E2E Testing with Ralph Loop

End-to-end testing for the InfraOps pipeline using the autonomous RALPH Loop pattern.

Ralph Loop is a self-correcting E2E evaluation workflow that runs all InfraOps pipeline steps without human gates. It validates the entire agent pipeline autonomously — from requirements through deployment to documentation — with built-in self-correction, challenger reviews, and benchmark scoring.

Key characteristics:

  • Autonomous: all gates auto-approve after validation passes
  • Self-correcting: validation failures feed findings back to the agent for retry (max 5 per step)
  • IaC-agnostic: supports both Bicep and Terraform tracks
  • Dry-run only: never deploys real Azure resources (uses bicep what-if or terraform plan)
  • Benchmarked: produces an 8-dimension quality score (0–100)
TrackCode DirectoryEntry FileValidation Commands
Bicepinfra/bicep/{project}/main.bicepbicep build, bicep lint
Terraforminfra/terraform/{project}/main.tfterraform validate, terraform fmt -check

The IaC tool is read from decisions.iac_tool in 00-session-state.json. To switch tracks, change the IaC tool field in the prompt file’s Project Context section.

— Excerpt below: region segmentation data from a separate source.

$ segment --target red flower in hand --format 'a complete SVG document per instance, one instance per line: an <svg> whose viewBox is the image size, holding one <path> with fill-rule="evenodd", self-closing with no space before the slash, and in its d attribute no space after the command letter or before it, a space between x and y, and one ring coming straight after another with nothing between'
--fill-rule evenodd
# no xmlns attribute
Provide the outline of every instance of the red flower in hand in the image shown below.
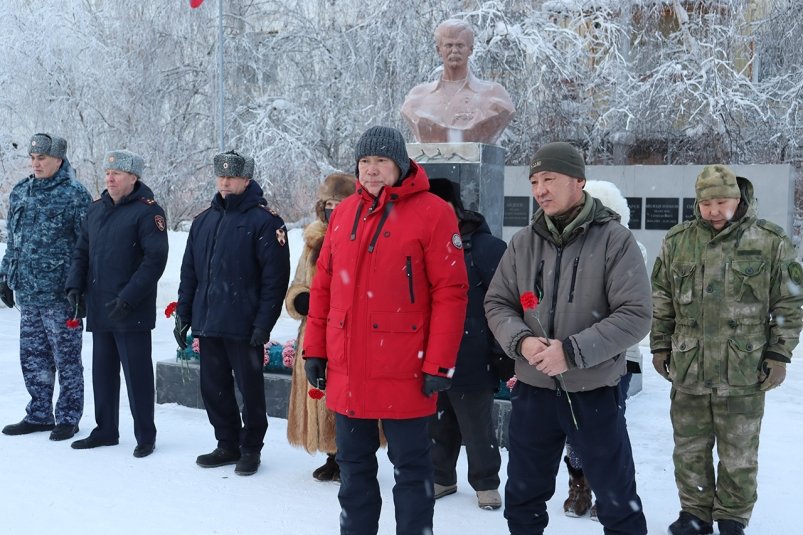
<svg viewBox="0 0 803 535"><path fill-rule="evenodd" d="M538 296L533 292L524 292L519 300L524 310L535 310L535 307L538 306Z"/></svg>

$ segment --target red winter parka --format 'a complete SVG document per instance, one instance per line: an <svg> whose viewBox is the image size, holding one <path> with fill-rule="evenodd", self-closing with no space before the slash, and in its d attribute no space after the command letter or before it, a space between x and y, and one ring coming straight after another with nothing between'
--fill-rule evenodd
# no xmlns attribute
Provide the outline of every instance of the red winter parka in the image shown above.
<svg viewBox="0 0 803 535"><path fill-rule="evenodd" d="M450 375L466 314L454 210L424 170L335 209L312 281L304 356L327 359L326 405L352 418L435 412L422 373Z"/></svg>

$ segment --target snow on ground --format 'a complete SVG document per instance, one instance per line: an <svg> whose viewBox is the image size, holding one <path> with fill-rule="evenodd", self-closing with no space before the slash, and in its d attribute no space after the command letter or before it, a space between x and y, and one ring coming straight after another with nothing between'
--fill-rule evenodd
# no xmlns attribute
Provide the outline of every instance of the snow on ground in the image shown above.
<svg viewBox="0 0 803 535"><path fill-rule="evenodd" d="M159 285L159 314L153 335L155 360L170 360L175 351L172 322L161 310L175 299L185 233L171 233L171 255ZM300 251L300 230L290 233L292 264ZM0 255L4 245L0 244ZM28 395L18 357L19 313L0 308L0 425L24 416ZM297 324L282 316L273 338L295 337ZM86 403L81 432L94 426L92 399L92 337L84 337ZM669 423L669 383L649 364L644 390L628 404L627 418L636 461L639 494L650 533L665 533L677 517L678 499L672 470L672 433ZM797 351L803 353L803 346ZM796 359L796 360L799 360ZM123 392L125 387L122 387ZM798 533L797 483L803 480L800 445L803 444L803 368L789 367L786 383L767 397L760 450L759 501L748 533ZM73 450L70 441L51 442L47 433L9 437L0 435L0 533L9 534L258 534L338 533L338 486L312 479L322 456L293 448L285 439L286 422L270 418L262 452L262 466L251 477L234 474L232 466L202 469L195 457L215 447L206 413L178 405L157 405L156 451L135 459L136 443L128 401L120 400L120 445L95 450ZM383 509L380 534L395 533L393 473L380 450L379 479ZM503 451L504 486L507 453ZM458 467L458 492L436 502L435 533L504 534L502 511L484 511L465 474L465 455ZM548 533L599 534L602 527L588 517L567 518L562 503L567 494L563 466L549 503Z"/></svg>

Validates all E2E artifacts for structural compliance (fast, no agent invocation):

Terminal window
# Default project
npm run e2e:validate
# Specific project
node scripts/validate-e2e-step.mjs --project=terraform-e2e all
# Single step
node scripts/validate-e2e-step.mjs --project=e2e-ralph-loop 5

Runs the 8-dimension benchmark and generates a report:

Terminal window
# Default project (e2e-ralph-loop)
npm run e2e:benchmark
# Terraform project
npm run e2e:benchmark -- terraform-e2e
# Multi-project comparison
npm run e2e:benchmark -- --compare

Open VS Code Chat and use one of the prompt files:

  1. Simple project (pre-seeded): Open .github/prompts/e2e-ralph-loop.prompt.md
  2. Complex project (RFP-driven): Open .github/prompts/e2e-contoso-rfp.prompt.md
  3. Post-loop analysis: Open .github/prompts/e2e-analyze-lessons.prompt.md

The E2E Conductor agent (.github/agents/e2e-conductor.agent.md) orchestrates the loop with conditional IaC routing based on session state.

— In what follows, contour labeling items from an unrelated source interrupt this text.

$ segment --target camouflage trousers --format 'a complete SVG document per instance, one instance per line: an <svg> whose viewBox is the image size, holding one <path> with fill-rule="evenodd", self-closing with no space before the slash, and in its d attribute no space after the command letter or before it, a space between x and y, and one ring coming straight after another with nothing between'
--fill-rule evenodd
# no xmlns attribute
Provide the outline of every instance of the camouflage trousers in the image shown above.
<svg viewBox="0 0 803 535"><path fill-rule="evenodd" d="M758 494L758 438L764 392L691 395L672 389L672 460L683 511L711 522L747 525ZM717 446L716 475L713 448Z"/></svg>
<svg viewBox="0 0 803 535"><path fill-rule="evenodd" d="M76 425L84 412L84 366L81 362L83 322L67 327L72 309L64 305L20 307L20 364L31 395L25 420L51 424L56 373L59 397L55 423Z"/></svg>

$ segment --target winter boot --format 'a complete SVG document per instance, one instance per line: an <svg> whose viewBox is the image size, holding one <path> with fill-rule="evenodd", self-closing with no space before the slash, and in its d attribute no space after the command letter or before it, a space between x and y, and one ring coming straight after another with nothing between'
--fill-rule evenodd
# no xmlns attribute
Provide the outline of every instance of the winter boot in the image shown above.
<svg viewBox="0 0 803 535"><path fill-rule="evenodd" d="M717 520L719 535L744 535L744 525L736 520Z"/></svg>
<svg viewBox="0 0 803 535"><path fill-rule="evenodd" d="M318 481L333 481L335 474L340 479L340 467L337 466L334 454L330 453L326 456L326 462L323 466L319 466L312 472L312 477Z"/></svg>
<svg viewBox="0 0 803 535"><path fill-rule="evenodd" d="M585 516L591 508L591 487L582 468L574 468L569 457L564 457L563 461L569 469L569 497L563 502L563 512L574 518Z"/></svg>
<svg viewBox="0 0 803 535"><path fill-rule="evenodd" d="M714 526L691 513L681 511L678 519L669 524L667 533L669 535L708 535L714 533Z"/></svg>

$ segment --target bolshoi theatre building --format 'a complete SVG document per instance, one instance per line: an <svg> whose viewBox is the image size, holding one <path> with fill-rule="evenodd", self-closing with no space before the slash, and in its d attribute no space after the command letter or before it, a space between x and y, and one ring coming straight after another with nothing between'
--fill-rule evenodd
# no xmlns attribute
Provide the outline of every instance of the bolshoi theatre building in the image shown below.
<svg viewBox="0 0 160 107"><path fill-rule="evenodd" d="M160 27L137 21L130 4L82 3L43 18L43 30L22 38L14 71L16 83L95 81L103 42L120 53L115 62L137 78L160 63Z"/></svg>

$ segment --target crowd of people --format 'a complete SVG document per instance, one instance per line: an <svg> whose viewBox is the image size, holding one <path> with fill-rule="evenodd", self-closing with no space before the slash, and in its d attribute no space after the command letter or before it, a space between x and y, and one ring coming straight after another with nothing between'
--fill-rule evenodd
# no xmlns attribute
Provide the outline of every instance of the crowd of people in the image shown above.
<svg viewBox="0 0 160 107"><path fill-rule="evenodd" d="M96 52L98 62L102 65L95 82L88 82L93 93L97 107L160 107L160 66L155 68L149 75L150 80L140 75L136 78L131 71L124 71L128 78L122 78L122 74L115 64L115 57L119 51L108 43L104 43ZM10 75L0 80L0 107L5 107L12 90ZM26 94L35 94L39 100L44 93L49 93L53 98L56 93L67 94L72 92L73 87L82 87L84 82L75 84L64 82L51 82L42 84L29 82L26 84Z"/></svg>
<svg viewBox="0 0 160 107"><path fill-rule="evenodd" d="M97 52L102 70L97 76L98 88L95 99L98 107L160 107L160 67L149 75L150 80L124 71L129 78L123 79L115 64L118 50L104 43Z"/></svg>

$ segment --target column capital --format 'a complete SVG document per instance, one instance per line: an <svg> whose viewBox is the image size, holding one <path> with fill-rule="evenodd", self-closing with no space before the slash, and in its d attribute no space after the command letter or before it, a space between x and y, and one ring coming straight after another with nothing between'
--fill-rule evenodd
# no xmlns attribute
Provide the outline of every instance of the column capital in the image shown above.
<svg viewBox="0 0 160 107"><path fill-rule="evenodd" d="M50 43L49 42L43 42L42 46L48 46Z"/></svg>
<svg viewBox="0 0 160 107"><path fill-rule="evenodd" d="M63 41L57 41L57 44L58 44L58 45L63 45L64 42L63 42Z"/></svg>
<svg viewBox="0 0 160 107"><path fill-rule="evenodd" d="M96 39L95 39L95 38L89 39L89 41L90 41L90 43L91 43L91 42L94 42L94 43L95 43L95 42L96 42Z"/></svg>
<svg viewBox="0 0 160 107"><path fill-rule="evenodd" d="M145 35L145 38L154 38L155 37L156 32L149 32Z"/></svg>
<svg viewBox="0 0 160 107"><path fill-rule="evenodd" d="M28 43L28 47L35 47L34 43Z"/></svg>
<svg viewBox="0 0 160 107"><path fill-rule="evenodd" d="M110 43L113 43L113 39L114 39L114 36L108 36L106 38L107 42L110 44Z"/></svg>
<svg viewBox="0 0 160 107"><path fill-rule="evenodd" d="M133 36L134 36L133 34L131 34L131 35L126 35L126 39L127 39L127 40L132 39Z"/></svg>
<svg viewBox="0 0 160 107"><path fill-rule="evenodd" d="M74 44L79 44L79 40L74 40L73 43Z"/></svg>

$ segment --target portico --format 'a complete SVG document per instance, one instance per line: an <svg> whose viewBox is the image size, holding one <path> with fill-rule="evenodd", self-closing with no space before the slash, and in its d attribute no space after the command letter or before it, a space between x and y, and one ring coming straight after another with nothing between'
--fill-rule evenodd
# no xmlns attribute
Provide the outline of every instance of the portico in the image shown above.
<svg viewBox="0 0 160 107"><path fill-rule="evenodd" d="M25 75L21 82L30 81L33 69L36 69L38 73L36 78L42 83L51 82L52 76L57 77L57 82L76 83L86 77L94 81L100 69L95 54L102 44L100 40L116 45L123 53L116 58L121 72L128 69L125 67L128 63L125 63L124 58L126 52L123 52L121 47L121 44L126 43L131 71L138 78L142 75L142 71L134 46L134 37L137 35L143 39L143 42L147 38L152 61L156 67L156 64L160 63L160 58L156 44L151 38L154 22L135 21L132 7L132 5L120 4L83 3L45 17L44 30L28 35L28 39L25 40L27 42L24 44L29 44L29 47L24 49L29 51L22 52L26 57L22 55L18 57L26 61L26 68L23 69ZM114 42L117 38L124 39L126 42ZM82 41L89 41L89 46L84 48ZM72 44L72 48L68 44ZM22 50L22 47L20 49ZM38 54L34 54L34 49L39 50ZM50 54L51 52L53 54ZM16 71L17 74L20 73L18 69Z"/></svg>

The benchmark engine scores each run across 8 dimensions:

DimensionWeightWhat It Measures
Artifact completeness20%All required step outputs exist
Structural compliance15%Artifact template format, H2 sync, session state
Code quality20%Bicep build/lint or Terraform validate/fmt + AVM usage
Review thoroughness10%Challenger review passes executed per step
WAF coverage10%All 5 Well-Architected pillars in architecture
Cost accuracy5%Budget stated + cost estimate exists
Session state integrity10%Schema version, project, decisions, decision_log, step completion
Timing performance10%Duration within thresholds (3 min normal, 10 min codegen)

Composite score = weighted average. Grades: A (90–100), B (80–89), C (70–79), D (60–69), F (<60).

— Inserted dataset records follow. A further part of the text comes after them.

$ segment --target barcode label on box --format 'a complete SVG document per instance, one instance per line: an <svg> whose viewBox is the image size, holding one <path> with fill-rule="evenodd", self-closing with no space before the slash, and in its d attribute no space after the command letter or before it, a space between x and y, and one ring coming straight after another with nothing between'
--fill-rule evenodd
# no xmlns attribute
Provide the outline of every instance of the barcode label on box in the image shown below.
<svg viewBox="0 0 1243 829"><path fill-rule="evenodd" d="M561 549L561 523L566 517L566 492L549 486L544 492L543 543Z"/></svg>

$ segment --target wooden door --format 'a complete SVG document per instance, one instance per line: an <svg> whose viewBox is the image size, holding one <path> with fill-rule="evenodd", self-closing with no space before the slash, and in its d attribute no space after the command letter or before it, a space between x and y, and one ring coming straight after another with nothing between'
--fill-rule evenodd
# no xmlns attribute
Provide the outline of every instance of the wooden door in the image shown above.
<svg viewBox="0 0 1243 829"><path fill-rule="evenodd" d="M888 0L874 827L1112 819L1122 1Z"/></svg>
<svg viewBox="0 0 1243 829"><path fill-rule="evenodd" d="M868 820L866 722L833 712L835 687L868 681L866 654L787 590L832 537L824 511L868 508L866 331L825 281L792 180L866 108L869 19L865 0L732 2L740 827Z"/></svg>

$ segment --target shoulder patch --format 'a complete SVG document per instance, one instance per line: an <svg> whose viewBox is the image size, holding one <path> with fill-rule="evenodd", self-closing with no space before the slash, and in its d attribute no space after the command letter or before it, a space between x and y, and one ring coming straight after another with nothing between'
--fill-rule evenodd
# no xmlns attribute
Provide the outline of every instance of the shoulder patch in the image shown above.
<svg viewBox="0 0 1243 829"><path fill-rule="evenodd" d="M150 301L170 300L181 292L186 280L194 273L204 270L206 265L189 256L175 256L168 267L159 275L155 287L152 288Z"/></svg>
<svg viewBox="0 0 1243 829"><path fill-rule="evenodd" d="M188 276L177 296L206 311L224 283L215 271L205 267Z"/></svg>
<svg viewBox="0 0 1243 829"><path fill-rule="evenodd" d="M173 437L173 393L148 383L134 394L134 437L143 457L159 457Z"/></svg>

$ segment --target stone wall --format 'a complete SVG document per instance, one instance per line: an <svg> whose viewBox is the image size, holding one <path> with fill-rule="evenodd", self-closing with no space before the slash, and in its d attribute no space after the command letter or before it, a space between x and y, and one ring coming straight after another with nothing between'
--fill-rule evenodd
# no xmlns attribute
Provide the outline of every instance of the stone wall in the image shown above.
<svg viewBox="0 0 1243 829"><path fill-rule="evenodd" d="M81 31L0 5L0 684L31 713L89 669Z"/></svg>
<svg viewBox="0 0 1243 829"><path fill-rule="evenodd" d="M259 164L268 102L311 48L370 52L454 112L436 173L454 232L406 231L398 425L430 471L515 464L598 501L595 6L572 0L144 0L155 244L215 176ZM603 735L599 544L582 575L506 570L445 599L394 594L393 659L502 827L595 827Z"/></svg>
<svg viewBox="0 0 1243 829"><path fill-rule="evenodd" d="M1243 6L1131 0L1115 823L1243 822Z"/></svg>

Pass threshold: 60/100 (configurable via E2E_PASS_THRESHOLD environment variable).

After running npm run e2e:benchmark, check:

  • agent-output/{project}/08-benchmark-report.md — human-readable scorecard
  • agent-output/{project}/08-benchmark-scores.json — machine-readable JSON

Self-correction events and systemic issues are captured in:

  • agent-output/{project}/09-lessons-learned.json — structured findings
  • agent-output/{project}/09-lessons-learned.md — narrative summary

Per-step attempt tracking in agent-output/{project}/08-iteration-log.json.

Cross-agent decisions are captured in the decision_log array inside 00-session-state.json. Each entry records what was decided, why, what was rejected, and which agent made the call. The benchmark scores decision_log presence as part of session state integrity. See .github/instructions/decision-logging.instructions.md for the entry schema.

ProjectIaC ToolComplexityDescription
e2e-ralph-loopBicepSimpleNordic Fresh Foods Lite (canonical)
terraform-e2eTerraformSimpleSmall ecommerce storefront
contoso-service-hub-run-1BicepComplexContoso Service Hub (RFP-driven)
contoso-service-hub-run-2BicepComplexContoso Service Hub (second run)

The IaC tool is detected from 00-session-state.json. Ensure iac_tool is set to either Bicep or Terraform in the session state.

Run terraform init -backend=false in the project directory first. The validator runs this automatically, but network issues may cause failures.

The agent may have written to the wrong output directory. Check that the project name in session state matches the --project flag.